Custom and community board support for Mbed OS 6

As initially explained in an earlier post, we’re introducing a few changes in Mbed OS 6 to increase the quality of the platforms that Arm Mbed is officially supporting.

For the reasons we shared in the blog, community-contributed platforms will no longer be maintained in the mainline Mbed OS repository.
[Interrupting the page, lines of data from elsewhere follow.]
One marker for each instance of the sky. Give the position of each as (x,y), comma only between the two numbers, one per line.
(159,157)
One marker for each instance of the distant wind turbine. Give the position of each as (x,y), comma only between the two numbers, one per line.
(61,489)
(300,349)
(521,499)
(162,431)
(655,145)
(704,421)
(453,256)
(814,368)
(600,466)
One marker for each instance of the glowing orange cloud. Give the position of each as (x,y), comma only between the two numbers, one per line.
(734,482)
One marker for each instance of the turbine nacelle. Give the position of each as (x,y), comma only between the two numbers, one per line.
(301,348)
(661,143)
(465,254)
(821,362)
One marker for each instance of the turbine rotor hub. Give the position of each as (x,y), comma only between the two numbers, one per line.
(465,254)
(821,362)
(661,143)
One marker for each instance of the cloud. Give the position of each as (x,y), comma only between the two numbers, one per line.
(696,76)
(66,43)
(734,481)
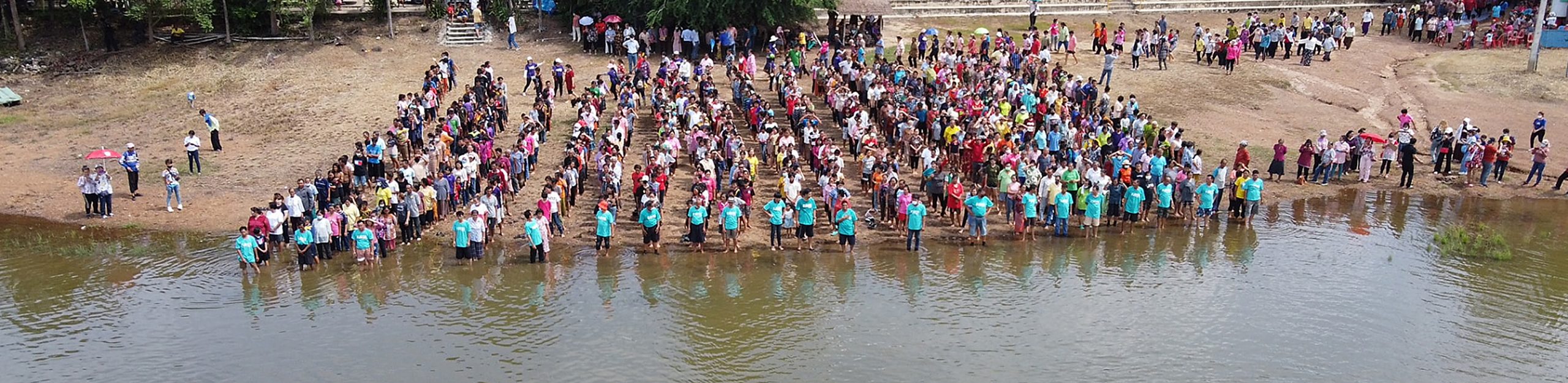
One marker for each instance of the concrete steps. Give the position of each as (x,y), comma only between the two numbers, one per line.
(1249,5)
(463,35)
(968,9)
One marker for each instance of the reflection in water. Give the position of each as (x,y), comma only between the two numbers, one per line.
(1322,289)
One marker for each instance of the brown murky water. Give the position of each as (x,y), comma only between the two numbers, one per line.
(1330,289)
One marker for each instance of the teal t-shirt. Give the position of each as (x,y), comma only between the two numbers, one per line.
(775,212)
(979,205)
(603,223)
(535,235)
(460,232)
(247,246)
(1164,195)
(847,223)
(698,215)
(650,218)
(1031,205)
(304,237)
(1063,205)
(1255,190)
(808,212)
(1206,196)
(731,216)
(1093,205)
(1134,199)
(916,216)
(364,238)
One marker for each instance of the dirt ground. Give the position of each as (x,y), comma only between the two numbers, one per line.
(289,108)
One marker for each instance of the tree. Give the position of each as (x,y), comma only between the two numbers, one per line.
(154,12)
(16,19)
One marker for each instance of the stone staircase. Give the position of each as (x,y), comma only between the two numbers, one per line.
(1249,5)
(463,35)
(968,9)
(1121,7)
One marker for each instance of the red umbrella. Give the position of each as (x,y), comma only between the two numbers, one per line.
(102,154)
(1374,138)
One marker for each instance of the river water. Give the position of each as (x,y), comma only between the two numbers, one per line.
(1327,289)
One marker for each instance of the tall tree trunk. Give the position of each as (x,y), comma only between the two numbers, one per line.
(16,19)
(85,44)
(226,35)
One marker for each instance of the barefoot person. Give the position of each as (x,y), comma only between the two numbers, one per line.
(247,246)
(650,218)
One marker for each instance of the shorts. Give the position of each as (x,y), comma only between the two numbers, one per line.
(698,235)
(978,227)
(651,235)
(847,240)
(805,232)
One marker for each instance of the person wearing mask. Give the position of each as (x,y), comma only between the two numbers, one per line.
(132,163)
(192,152)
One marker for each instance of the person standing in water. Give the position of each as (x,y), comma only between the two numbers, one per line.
(846,221)
(247,246)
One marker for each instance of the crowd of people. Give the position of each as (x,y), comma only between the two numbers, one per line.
(959,132)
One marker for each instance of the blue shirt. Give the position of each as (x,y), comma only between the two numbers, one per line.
(847,223)
(1206,196)
(1134,201)
(604,221)
(808,210)
(1092,205)
(979,205)
(698,215)
(1255,190)
(460,232)
(731,218)
(650,218)
(247,246)
(916,216)
(1031,205)
(775,212)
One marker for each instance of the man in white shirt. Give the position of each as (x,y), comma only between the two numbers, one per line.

Fortunately, developers can continue to use community boards in the upcoming version of Mbed OS 6. It simply needs to be done in a slightly different way, through a new concept known as custom board introduced in Mbed OS 5.
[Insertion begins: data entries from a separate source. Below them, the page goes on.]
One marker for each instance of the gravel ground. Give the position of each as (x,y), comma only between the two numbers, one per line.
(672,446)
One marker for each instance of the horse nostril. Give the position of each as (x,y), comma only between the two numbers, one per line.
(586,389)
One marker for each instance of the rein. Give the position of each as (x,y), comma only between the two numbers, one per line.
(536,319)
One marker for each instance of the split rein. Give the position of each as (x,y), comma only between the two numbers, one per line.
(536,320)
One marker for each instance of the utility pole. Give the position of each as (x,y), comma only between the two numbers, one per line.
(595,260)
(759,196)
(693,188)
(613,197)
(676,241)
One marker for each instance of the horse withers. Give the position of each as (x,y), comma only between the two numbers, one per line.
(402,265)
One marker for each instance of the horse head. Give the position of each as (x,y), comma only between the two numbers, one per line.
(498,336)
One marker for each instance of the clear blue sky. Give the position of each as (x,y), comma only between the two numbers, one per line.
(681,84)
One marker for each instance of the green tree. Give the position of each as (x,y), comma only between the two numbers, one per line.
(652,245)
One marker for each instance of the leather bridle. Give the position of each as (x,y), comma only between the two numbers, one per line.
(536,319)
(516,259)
There are a number of benefits of the custom board support for Mbed OS:

  • A developer owns the support for the custom or community board.
  • Can be identified and recognized for the great contributions to an open-source project
  • Can handle a transparent communication with rest of community developers through repository’s issues or Mbed forums
  • Can accept contributions from other developers to fix issues or add new features
  • Can decide when is appropriate to upgrade to a new version of Mbed OS
  • Can keep track of known issues or limitations with the custom board
  • Can perform tests whenever is required (or desired)
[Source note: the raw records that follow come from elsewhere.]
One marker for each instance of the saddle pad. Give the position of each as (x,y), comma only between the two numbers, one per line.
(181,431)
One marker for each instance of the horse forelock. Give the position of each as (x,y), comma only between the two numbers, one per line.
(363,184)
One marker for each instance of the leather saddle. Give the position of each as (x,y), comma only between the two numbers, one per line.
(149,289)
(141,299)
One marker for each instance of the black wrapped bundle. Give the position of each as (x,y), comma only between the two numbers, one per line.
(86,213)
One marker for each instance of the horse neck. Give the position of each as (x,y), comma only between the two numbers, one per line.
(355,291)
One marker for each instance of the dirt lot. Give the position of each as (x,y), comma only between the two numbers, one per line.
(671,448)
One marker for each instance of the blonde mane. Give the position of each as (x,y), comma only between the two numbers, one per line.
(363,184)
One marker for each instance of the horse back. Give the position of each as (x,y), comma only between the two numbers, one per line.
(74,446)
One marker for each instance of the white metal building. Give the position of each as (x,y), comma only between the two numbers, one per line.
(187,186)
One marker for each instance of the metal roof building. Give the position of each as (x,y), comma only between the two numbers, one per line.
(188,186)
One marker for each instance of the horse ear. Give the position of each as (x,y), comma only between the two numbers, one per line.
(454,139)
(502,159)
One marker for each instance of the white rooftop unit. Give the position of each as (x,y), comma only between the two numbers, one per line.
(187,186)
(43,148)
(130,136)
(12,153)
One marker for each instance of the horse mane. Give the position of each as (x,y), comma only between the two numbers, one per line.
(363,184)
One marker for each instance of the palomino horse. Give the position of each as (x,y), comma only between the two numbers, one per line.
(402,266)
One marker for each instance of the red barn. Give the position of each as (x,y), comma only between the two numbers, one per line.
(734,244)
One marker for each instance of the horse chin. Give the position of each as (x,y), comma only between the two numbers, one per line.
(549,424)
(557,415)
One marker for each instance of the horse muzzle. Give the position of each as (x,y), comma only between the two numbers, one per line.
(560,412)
Additionally, custom board support in Mbed OS is suitable for the development of commercial products as it lets you customize and add or remove features that you don’t need in your project while making it easy to upgrade the version of Mbed OS when required.

The process of creating a custom board support is simple. The technical details are described in the documentation. This is a summary of the typical steps required:

  • Create a repository with name of the board you would like to add support. GitHub is a good place to host your code
  • Add a LICENSE file (see our guidelines)
  • Add a file with a description of the board, features, user guide, and known issues
  • Add a folder TARGET_XXX including files for the MCU and peripheral support, where XXX is the name of the target (it will be used later to compile the project). If possible, inherit similar MCU or vendor family support that may exist in Mbed OS
  • Add a custom_targets.json file with the JSON configuration (similarly to targets.json). It should include the XXX target configuration
  • Add a mbed-os.lib file that uses a git HASH to point to the version of Mbed OS that is supported
  • Optionally, add a main.cpp file as an example application to verify that the MCU boots, initializes peripherals, and sends messages over the serial port
  • Use Mbed CLI or Mbed Studio to confirm it compiles ok.
  • Additionally, if possible run Greentea tests to confirm that the drivers are working well

Mbed developers have been working on introducing software support for boards or personal projects. Here are a few examples:

  • Bluepill board including an STM32F103 MCU
  • MSP432 for the MSP-EXP432P401R Launchpad board
  • Marquesas project including BSP custom support for the STM32H745 dual-core MCU

Our Mbed developers are publishing support for these and many more in the new section in the Mbed forums for Custom and Community boards.

We look forward to continuing to work with our Mbed developers on delivering the best platform support and user experience to our community!